A number of people expressed frustration with the lack of an advanced query UI.  Microsoft has many advanced query user-interfaces in many products, but these are generally focused on well-defined query languages (SQL) or on specific domains (like the Advanced Find in Outlook).  With Vista we wanted to address the query problem in a manner more familiar to people today—a single edit control.  Our implementation supports a rich query language within that edit control.  This is the same approach people are familiar with for web searching for both standard and advanced queries.

We had two observations that led to this approach:

  1. The most important part of a search are the search terms.  Usually a single term is enough (and as we know from web searching, the majority of searches are one or two words).   And for refinement the file system tools of thumbnails, sorting, and/or type ahead can be used to narrow the search.  
  2. It is reasonable to consider a design for an advanced query UI covering property based search, but it will generally be unwieldy for all but the bravest people.  As we mentioned, Windows Search covers over 300 properties by default so if you show every property then the UI is unusable.  If we only show the most commonly used properties then how do you handle all of the other properties?  Would properties be grouped by the common application or by attributes such as times, names, file attributes, etc.?  Some of you might value the Outlook Advanced Find… interface, but there you see some of the challenges and that is within a specific domain where the grouping or related properties probably can be understood. 

In designing Vista we incorporated the feedback that it is desirable to do precise queries.  The approach taken in Vista was to support a rich query language which allows all properties and a fairly natural syntax.  For example typing “from:gerald sent:today” will find all email from “Gerald”  sent today!   The big issue is that people do not know or the query language.  In Windows 7, we have focused on helping people see how to use the query language in context. For now, you can see the following for some information on Vista’s query syntax.  Much of this syntax and experience is similar to web search that we all use today.

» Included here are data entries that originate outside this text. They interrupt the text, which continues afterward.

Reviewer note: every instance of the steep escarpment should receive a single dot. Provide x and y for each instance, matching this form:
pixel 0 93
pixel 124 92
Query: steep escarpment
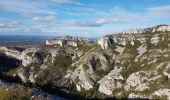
pixel 129 64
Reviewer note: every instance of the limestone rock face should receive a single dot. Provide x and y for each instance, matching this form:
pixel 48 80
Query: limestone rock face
pixel 23 56
pixel 111 82
pixel 84 79
pixel 136 81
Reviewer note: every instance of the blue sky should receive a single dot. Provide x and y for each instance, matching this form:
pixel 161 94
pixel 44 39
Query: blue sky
pixel 88 18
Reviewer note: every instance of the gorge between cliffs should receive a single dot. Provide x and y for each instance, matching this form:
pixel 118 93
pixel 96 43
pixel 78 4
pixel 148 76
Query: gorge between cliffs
pixel 133 64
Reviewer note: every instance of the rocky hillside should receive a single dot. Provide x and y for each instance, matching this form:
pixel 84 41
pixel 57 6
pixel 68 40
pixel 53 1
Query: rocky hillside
pixel 129 64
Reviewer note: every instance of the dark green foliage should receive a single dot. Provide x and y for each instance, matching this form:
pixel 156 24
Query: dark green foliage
pixel 55 71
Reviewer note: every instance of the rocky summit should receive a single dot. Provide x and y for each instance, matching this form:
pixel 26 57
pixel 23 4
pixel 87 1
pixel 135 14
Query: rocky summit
pixel 126 65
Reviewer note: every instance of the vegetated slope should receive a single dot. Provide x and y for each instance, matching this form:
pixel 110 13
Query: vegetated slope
pixel 132 64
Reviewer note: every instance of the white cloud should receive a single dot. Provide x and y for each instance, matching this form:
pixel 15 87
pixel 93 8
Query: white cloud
pixel 44 19
pixel 66 2
pixel 163 11
pixel 9 23
pixel 29 6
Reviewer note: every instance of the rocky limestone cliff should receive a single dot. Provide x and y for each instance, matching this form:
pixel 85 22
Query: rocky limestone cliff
pixel 133 64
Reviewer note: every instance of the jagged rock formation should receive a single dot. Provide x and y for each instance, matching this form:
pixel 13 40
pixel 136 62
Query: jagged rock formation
pixel 66 41
pixel 130 64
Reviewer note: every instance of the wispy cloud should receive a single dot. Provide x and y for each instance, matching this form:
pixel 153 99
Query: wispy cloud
pixel 30 6
pixel 67 2
pixel 9 23
pixel 44 19
pixel 163 11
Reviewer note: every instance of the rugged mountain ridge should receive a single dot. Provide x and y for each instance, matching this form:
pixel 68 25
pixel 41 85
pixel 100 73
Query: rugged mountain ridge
pixel 130 64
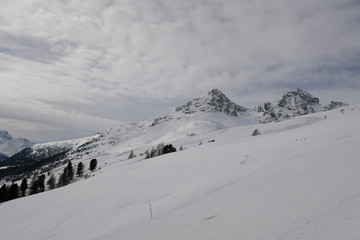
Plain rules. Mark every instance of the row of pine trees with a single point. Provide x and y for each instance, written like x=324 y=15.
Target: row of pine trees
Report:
x=37 y=184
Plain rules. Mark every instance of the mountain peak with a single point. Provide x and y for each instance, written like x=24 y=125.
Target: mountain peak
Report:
x=298 y=98
x=214 y=101
x=10 y=145
x=5 y=135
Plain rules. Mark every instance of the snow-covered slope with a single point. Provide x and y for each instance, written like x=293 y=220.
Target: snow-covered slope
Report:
x=210 y=112
x=293 y=103
x=298 y=179
x=9 y=145
x=41 y=151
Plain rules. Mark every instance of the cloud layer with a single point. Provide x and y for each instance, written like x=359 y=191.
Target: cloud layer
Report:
x=68 y=68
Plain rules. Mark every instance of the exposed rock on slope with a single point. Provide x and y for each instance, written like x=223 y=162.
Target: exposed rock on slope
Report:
x=214 y=101
x=9 y=145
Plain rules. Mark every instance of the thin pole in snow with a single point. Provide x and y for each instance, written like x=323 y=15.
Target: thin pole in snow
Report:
x=150 y=211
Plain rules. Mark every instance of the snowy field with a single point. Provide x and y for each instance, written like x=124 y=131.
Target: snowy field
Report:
x=298 y=179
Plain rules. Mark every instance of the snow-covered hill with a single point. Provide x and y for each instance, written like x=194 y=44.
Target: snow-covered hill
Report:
x=298 y=179
x=41 y=151
x=9 y=145
x=207 y=113
x=293 y=103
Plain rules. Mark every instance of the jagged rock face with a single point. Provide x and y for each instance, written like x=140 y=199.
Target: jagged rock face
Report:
x=298 y=98
x=9 y=145
x=293 y=103
x=3 y=157
x=214 y=101
x=334 y=105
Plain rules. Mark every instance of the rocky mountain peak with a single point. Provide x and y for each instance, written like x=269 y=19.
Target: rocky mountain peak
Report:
x=333 y=105
x=10 y=145
x=5 y=136
x=214 y=101
x=298 y=98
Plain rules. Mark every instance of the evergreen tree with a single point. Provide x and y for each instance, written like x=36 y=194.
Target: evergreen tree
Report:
x=34 y=185
x=159 y=149
x=93 y=164
x=51 y=182
x=13 y=191
x=63 y=179
x=80 y=169
x=147 y=154
x=41 y=182
x=70 y=171
x=23 y=187
x=131 y=155
x=255 y=132
x=3 y=193
x=152 y=153
x=169 y=148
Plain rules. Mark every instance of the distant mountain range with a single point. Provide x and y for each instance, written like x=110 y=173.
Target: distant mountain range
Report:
x=210 y=112
x=9 y=145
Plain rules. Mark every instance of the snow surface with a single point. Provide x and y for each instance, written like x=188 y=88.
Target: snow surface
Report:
x=9 y=145
x=299 y=179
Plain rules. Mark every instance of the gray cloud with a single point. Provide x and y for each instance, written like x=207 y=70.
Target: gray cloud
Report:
x=95 y=62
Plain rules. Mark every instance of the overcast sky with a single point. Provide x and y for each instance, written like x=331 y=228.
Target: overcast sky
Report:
x=71 y=68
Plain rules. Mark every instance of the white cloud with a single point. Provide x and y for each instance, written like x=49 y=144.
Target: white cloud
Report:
x=84 y=56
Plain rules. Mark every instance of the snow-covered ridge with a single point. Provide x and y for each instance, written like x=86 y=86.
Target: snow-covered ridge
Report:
x=214 y=101
x=298 y=179
x=9 y=145
x=208 y=113
x=293 y=103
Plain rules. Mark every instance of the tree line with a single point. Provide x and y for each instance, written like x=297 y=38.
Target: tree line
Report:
x=37 y=184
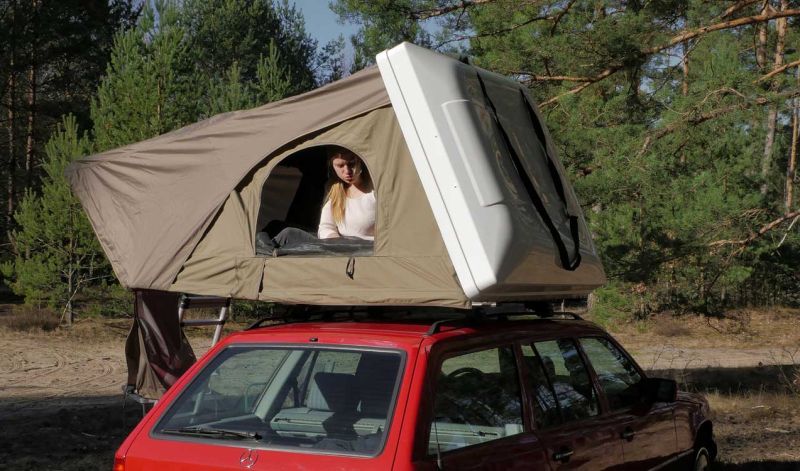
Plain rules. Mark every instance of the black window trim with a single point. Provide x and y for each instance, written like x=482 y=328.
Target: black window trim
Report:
x=425 y=414
x=606 y=407
x=155 y=435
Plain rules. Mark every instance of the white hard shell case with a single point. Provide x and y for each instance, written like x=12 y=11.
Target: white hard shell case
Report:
x=499 y=243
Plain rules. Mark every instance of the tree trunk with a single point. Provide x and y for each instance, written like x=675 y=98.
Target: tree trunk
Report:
x=11 y=165
x=29 y=146
x=772 y=114
x=791 y=167
x=32 y=73
x=685 y=86
x=761 y=46
x=685 y=66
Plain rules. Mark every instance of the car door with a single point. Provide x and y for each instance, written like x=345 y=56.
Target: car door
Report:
x=645 y=429
x=566 y=408
x=478 y=415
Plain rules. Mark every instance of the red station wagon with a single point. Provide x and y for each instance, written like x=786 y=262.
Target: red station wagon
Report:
x=488 y=390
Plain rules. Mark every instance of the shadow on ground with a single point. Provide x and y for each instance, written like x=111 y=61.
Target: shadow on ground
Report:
x=760 y=466
x=69 y=439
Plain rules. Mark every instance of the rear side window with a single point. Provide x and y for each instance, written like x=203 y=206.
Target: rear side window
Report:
x=315 y=399
x=545 y=405
x=477 y=400
x=569 y=379
x=618 y=377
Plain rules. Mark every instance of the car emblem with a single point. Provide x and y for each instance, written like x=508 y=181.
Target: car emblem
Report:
x=248 y=459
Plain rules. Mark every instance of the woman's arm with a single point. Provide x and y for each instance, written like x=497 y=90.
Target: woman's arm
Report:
x=327 y=226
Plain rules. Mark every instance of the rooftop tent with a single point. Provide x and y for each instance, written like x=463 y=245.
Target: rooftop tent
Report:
x=472 y=204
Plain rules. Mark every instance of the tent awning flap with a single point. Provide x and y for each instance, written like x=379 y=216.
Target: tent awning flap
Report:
x=150 y=202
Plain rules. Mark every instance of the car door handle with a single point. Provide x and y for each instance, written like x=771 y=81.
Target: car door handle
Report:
x=627 y=434
x=563 y=455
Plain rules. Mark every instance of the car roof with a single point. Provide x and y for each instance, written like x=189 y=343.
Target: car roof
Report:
x=403 y=333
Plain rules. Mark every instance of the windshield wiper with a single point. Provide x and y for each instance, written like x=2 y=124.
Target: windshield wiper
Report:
x=213 y=432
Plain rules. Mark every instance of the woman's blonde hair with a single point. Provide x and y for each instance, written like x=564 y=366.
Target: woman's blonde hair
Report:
x=337 y=191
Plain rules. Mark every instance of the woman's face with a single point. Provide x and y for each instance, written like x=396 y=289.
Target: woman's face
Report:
x=347 y=168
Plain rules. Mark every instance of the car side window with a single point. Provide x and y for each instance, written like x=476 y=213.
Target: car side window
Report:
x=569 y=378
x=617 y=375
x=477 y=400
x=545 y=406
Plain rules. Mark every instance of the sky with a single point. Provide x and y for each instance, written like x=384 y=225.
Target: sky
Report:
x=322 y=24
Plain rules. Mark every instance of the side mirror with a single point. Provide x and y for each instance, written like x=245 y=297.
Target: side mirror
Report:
x=660 y=390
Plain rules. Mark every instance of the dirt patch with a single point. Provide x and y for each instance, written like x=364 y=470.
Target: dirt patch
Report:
x=61 y=405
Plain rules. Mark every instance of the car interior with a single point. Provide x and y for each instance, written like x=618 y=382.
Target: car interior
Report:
x=336 y=404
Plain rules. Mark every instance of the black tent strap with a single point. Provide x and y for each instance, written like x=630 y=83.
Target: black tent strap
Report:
x=530 y=189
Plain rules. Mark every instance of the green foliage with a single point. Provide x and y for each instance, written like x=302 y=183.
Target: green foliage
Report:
x=58 y=253
x=182 y=61
x=669 y=176
x=148 y=86
x=613 y=304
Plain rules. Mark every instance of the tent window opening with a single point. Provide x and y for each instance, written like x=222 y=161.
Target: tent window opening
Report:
x=318 y=201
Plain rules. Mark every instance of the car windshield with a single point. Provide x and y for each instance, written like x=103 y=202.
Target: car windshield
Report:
x=330 y=400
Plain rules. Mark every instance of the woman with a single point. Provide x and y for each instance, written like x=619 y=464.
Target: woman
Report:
x=349 y=209
x=348 y=215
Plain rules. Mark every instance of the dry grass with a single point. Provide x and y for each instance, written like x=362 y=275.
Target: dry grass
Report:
x=757 y=427
x=27 y=319
x=774 y=328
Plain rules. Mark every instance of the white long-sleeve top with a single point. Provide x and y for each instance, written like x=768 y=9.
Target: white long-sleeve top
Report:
x=359 y=219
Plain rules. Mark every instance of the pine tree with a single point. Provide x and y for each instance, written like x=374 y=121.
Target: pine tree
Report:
x=58 y=252
x=666 y=117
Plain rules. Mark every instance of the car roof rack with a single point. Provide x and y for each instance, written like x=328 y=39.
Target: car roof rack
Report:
x=505 y=311
x=299 y=313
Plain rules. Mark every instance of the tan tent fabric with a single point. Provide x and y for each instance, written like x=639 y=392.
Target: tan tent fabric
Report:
x=151 y=202
x=410 y=264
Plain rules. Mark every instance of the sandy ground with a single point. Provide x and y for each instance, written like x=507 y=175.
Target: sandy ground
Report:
x=61 y=405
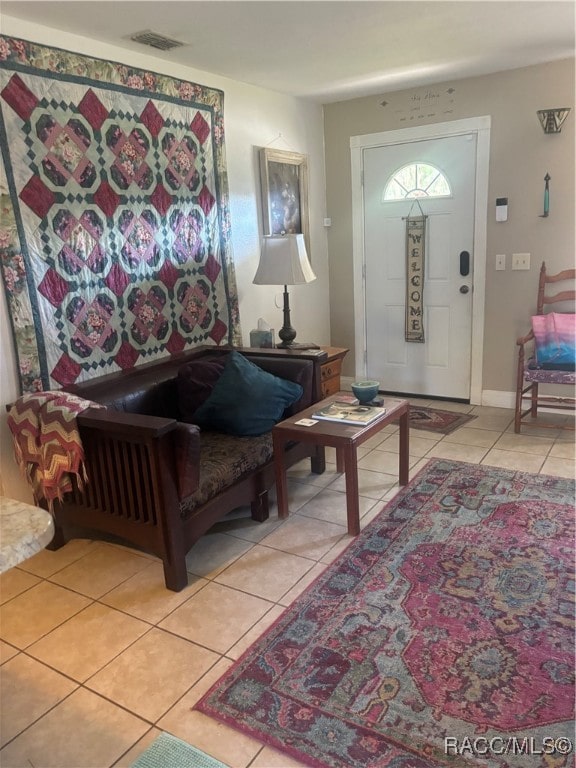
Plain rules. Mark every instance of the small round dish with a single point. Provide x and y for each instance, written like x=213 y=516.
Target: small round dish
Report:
x=365 y=391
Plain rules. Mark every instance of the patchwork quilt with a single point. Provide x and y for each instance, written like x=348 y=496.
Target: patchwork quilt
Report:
x=114 y=229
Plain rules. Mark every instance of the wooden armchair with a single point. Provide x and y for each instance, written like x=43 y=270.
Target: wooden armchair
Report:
x=531 y=373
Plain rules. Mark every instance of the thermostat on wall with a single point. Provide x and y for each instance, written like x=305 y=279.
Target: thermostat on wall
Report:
x=501 y=209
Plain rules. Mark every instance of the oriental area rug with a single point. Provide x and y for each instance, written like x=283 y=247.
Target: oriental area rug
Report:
x=115 y=235
x=437 y=420
x=443 y=635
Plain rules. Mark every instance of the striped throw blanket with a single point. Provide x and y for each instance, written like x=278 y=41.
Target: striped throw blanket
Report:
x=47 y=443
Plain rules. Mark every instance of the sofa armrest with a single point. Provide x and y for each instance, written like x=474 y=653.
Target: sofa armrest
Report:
x=169 y=444
x=187 y=455
x=129 y=424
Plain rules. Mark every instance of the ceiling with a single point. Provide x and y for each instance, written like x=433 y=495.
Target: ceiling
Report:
x=328 y=50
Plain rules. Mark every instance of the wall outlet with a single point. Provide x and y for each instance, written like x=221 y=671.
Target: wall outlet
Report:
x=520 y=261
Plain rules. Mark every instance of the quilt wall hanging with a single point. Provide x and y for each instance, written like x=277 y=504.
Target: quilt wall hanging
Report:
x=114 y=230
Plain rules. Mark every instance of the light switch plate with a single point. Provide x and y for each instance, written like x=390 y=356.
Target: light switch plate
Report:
x=520 y=261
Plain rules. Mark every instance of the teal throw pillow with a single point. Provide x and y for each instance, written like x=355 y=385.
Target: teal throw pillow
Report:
x=246 y=400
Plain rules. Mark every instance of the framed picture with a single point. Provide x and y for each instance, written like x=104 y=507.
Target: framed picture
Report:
x=284 y=178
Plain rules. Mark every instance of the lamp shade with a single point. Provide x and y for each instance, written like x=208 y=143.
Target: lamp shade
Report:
x=283 y=261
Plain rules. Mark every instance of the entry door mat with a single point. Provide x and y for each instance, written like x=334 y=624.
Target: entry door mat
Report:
x=169 y=752
x=115 y=244
x=437 y=420
x=448 y=619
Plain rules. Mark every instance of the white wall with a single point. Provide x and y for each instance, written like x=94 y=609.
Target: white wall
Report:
x=253 y=117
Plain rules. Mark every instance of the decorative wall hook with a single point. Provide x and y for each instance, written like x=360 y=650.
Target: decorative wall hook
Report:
x=551 y=119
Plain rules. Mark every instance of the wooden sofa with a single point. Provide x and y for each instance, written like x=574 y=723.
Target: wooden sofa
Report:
x=160 y=484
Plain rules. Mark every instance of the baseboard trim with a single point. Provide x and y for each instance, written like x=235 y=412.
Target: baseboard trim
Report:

A number comments were about substring matches in filenames, which we do not currently support.  This is part of the overall discussion about advanced queries.  In order to efficiently execute queries, the indexer builds indices that are based on individual words.  In Vista we introduced “searching as you type” to our search UI.  Under the hood this is implemented as prefix matches on the indexed words.  So when you type, ‘foo’, we look for all terms that start with those letters including ‘food’ and ‘football’.    Even more interesting if you type ‘foo net’ we will match on items that have the words ‘food’ and ‘network’ in them.   (If what you really want is to match the phrase “foo net” then typing those words inside quotes will do that—another example of advanced query syntax)   We have focused primarily on searching for terms found in any property, but there is no question that filenames are special.  In recognition of that we support suffix queries on filenames.  If you type ‘*food’ then we will return files that end in ‘food’ like “GoodFood”.  We do this by reversing the filename and then indexing it as a word.  For example, the reverse filename of “GoodFood” would be “DooFdooG” which we index as a word.  The suffix query ‘*food” is transformed into a prefix query “doof*” over the reverse filename index—clever, no?   So we support prefix matches for all properties and suffix matches for filenames, but we do not support substring matches. 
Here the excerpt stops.